TWN Info Service on WTO Issues (Oct03/6)
25 October 2003
Third World Network
Dear friends and colleagues
The Brazilian Foreign Minister, Mr Celson Amorim, was in Geneva a few days ago and gave a press briefing at the WTO.
Below is a report on the briefing by Goh Chien Yen of TWN.
with best wishes
G20 will stick together, says Brazil Foreign Minister
By Goh Chien Yen (TWN), Geneva, 23 October 2003
Brazilian Foreign Minister, Celso Amorim, has said that although some countries had left the Group of 20 developing countries (dealing with agriculture issues in the WTO), more countries would join the alliance when the negotiations begin again.
Speaking at a press briefing at the WTO on Wednesday evening, Mr Amorim said he was confident the G20 would stick together as it was a pragmatic group with concrete proposals. The group would also reach out to the poorer developing countries and take their concerns on board.
Mr Amorim was on a visit to Geneva where he attended a meeting of the G20, and also met with the Chairman of the General Council and the WTO Director General.
He said that the Director General recognizes that in order for there to be progress on the negotiations, the G20 has to be dealt with as one of the main interlocutors.
“I also had a rewarding meeting with the G20. There is a sense of unity and determination to work together towards a successful conclusion of the Round,” he said at the briefing.
However, it was pointed out that some countries have left the G20 and the cohesion of the group is questioned.
The Minister said, however, that he was confident that when the negotiations begin and gather pace, more countries will join the grouping. This is because, he pointed out “we are a pragmatic group, with concrete proposals.”
He later added that “the proof of the pudding is in the eating. In Cancun we stuck together. I don’t see any lack of cohesion on our proposal.”
It requires “skillful engineering” to bring together so many countries, he said. “People think we cannot do it, but we did.” He also revealed that he just came from India and had several meetings with different ministries of the Indian government. India is a member of the G20 grouping.
Amorim also pointed out that the needs of the poorest countries have to be taken into account in the negotiations. In this regard, “one of the thing, we discussed when I met with the G20 Ambassadors is that we will continue to reach out to the other groups. Everybody has to show some degree of generosity, and we are willing to do so as well, taking into consideration of the interests of the LDCs such as trade preference erosion. The time when a few countries can impose their own interests on all is finished.”
On whether the Mexican Foreign Minister Derbez’s text issued in Cancun would form the basis of further negotiations, the Brazilian Minister said that this would be a matter for deeper discussion. On agriculture specifically, while Derbez’s text is not the best from the G20’s point of view, the grouping “will not have difficulty on starting from where they left off.”
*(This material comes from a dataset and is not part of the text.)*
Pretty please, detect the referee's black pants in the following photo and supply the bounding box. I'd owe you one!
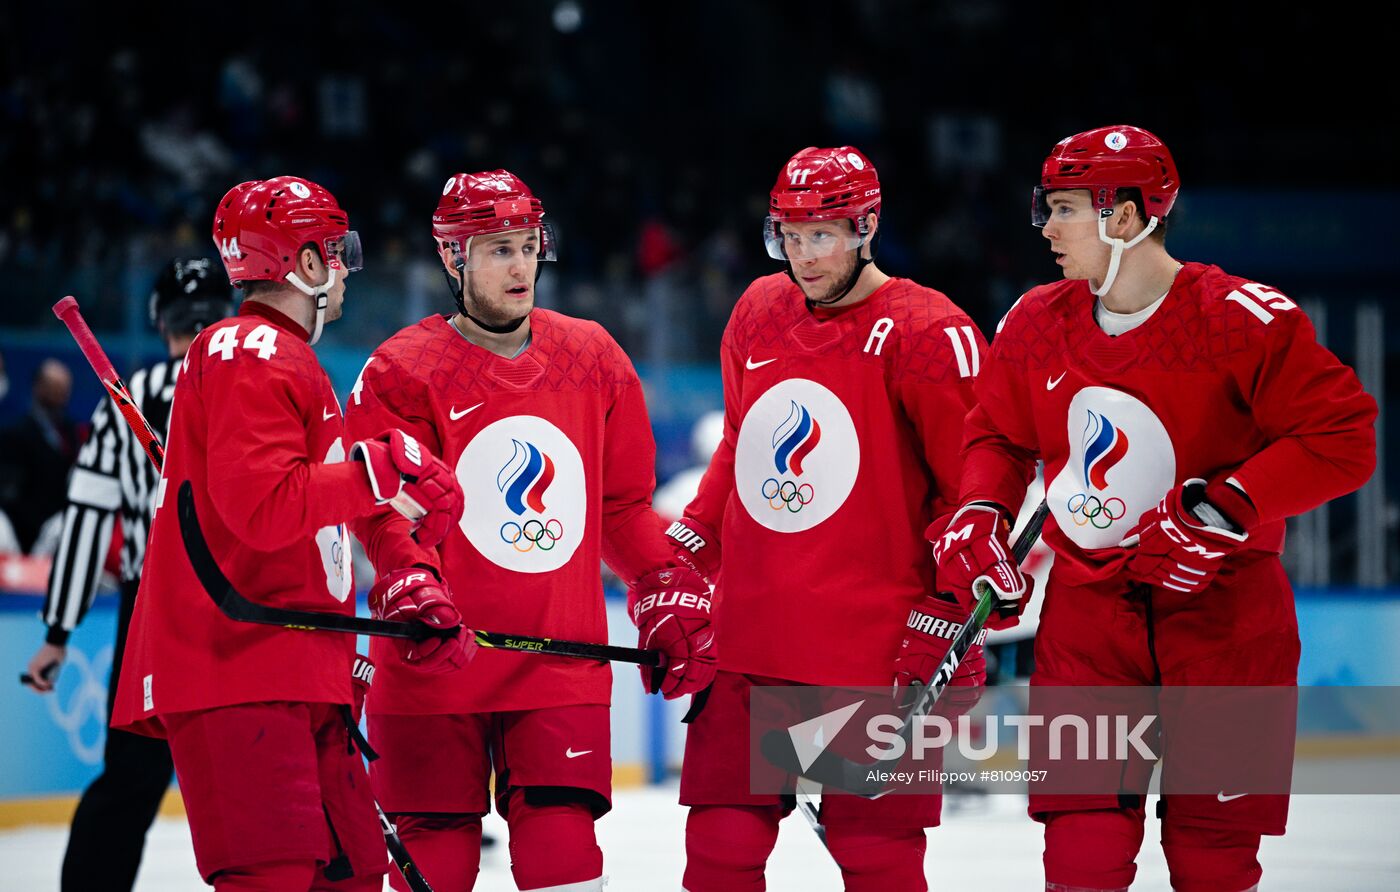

This he continued, is also indicative of the grouping’s flexibility in order to make progress on the agriculture issue, when asked whether the grouping was willing to adopt a give and take approach to the negotiations. He also pointed out that the developing countries have been giving for a long time. “We gave more than we took during the Uruguay Round.”
On the Singapore issues, the Minister reminded that Brazil is not a demandeur, and that within certain parameters, they may be willingly to discuss the issues. However, he pointed out that “there is a great number of countries that are not willing to. In today’s context, you cannot write a paper and ignore the concerns of 80 countries. That is not the way to do it.”
On a further question whether the Singapore issues are presently off the negotiating table, the Minister pointed out that the agenda of the current round is overloaded, “if some issues are left behind, that would help in the conclusion of a successful round.”